Using Machine Learning to Forecast the Weather and Climate

An Overview of Three CCAI Tutorials on Forecasting

Research Post Climate Science & Modeling Weather & Climate Forecasting
Forest Fire in Portland, Oregon. Photo by Karsten Winegeart on Unsplash

Intro

As I flew across the eastern coast of Canada in mid-June 2023, it was impossible to overlook the hazy smoke clouds caused by the ongoing wildfires. As a climate scientist, it’s hard to ignore the link between these fires and the massive carbon emissions we humans release into the atmosphere each year - a staggering 37+ billion tons of CO2! While this gas remains invisible to the human eye, the cumulative impact of depositing such enormous quantities of it into the atmosphere doesn’t; across time and space, climate change is now materializing into phenomena such as the rapid spread of flames, heat waves, air pollution, and even alterations to planetary-scale climate modulators such as El Niño.

Using forecasting to adapt to the present weather conditions is a vitally important undertaking. However, it’s also difficult due to the weather’s diverse spatial and temporal nature. Take, for example, wildfires. They are difficult to predict and model as it is hard to get accurate input data for such models. Wildfire models involve tiny spatial scales and require pin-point accurate atmospheric data (such as wind, which would transport the fire) and fuel measurement.

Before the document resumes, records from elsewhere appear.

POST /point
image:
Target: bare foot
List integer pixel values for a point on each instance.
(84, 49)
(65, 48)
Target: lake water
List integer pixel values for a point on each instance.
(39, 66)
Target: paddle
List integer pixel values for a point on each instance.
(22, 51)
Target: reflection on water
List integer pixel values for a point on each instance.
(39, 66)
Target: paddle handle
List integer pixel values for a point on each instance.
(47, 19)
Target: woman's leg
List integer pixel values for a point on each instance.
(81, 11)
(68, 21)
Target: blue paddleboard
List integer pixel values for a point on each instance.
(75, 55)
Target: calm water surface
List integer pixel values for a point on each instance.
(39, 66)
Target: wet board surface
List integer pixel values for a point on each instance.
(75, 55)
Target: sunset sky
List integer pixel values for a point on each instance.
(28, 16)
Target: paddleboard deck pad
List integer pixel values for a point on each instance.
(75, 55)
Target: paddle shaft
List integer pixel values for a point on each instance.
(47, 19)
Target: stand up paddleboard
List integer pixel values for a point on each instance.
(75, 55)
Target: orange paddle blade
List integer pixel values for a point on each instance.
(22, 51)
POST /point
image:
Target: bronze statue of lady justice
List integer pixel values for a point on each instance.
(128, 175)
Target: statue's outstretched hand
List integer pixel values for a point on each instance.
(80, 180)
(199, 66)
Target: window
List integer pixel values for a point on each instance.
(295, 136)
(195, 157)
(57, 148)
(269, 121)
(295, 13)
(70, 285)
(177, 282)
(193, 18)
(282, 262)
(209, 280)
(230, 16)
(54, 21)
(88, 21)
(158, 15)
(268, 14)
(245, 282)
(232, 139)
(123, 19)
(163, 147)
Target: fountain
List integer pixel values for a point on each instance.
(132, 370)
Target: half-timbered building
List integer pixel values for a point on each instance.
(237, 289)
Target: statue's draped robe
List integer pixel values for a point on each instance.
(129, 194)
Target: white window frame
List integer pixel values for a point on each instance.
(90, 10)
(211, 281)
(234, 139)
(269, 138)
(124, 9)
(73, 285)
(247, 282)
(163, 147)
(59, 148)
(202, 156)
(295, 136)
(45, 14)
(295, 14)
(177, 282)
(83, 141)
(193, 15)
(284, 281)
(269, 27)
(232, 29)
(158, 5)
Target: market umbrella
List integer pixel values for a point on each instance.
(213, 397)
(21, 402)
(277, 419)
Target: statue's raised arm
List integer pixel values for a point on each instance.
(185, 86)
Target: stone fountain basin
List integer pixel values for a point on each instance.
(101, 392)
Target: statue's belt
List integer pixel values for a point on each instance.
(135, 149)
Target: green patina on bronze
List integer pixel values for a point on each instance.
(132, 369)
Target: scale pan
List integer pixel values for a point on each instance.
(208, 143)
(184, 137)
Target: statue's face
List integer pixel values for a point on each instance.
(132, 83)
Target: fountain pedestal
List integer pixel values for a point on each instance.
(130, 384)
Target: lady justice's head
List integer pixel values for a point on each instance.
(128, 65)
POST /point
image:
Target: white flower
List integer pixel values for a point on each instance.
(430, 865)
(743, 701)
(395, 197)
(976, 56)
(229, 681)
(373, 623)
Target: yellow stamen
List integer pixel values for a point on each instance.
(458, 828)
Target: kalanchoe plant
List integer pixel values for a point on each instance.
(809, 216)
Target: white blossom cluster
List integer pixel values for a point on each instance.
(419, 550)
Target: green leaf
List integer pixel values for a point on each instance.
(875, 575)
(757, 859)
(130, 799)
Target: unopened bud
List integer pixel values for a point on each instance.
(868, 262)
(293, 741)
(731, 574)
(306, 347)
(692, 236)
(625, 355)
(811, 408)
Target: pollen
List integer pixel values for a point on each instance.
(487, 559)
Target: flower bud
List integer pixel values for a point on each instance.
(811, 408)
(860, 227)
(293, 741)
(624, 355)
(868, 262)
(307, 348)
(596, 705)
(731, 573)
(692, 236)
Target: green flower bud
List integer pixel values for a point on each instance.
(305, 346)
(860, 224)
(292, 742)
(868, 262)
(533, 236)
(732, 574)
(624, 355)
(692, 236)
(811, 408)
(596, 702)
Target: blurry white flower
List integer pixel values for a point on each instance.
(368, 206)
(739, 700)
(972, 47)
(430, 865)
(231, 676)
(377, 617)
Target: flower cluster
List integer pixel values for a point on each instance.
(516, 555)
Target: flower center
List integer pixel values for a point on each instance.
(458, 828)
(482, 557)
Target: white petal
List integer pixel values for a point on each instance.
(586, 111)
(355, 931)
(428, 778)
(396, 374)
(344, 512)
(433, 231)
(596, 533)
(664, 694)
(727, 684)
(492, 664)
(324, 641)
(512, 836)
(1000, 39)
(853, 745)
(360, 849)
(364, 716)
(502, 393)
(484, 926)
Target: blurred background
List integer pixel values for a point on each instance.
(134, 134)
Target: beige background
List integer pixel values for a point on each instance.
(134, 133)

Traditionally, for wildfires, or similar short-range extreme weather events, we use a predictive framework tailored to short time scales. However for climate we use a different prediction framework to capture the long-term time scales and extensive spatial coverage. Yet weather and climate are intrinsically linked and influence each other.

Efforts to use a modeling framework where both weather and cliamte are represented in one system started in the ’90s with the idea of “seamless prediction” (Shuka, 1998). Seamless prediction uses a single framework for forecasting across a range of timescales from days to years and represents one of the ultimate aims for weather and climate prediction. Realizing that aim requires finer and finer spatial and temporal resolutions calculated over long time periods, which translates into a prodigious computational load. This presents a problem as while our computers have gotten bigger, they haven’t necessarily gotten faster. With the limits of current computation, our climate models are suited to short-term, high-resolution simulations. Hundreds of years of 1km or less spatial resolution is impossible without substantial computational costs.

Machine Learning (ML) methodologies and accelerated computing harnessing GPU technology offer an unprecedented potential to provide faster, accurate, long-term predictions as an alternative or a complement to traditional, model-based methods (more about this here).

Our series of forecasting tutorials illustrate how to produce such fast and accurate predictions for three different types of phenomena spanning different temporal and spatial scales: (1) El Niño, (2) synoptic scale weather, and (3) extreme events at the edge of synoptic scale.

The ML methodology behind all three tutorials is Convolutional Neural Networks (CNNs). Three spatial and temporal scales are addressed with one methodology suggesting that we are moving closer to a seamless prediction framework.

Forecasting the El Niño Southern Oscillation (ENSO) with Machine Learning

Image of a plot with two closely correlated lines
ML prediction of ENSO (orange) versus ‘ground truth’ ENSO (blue). Plot produced as part of the tutorial.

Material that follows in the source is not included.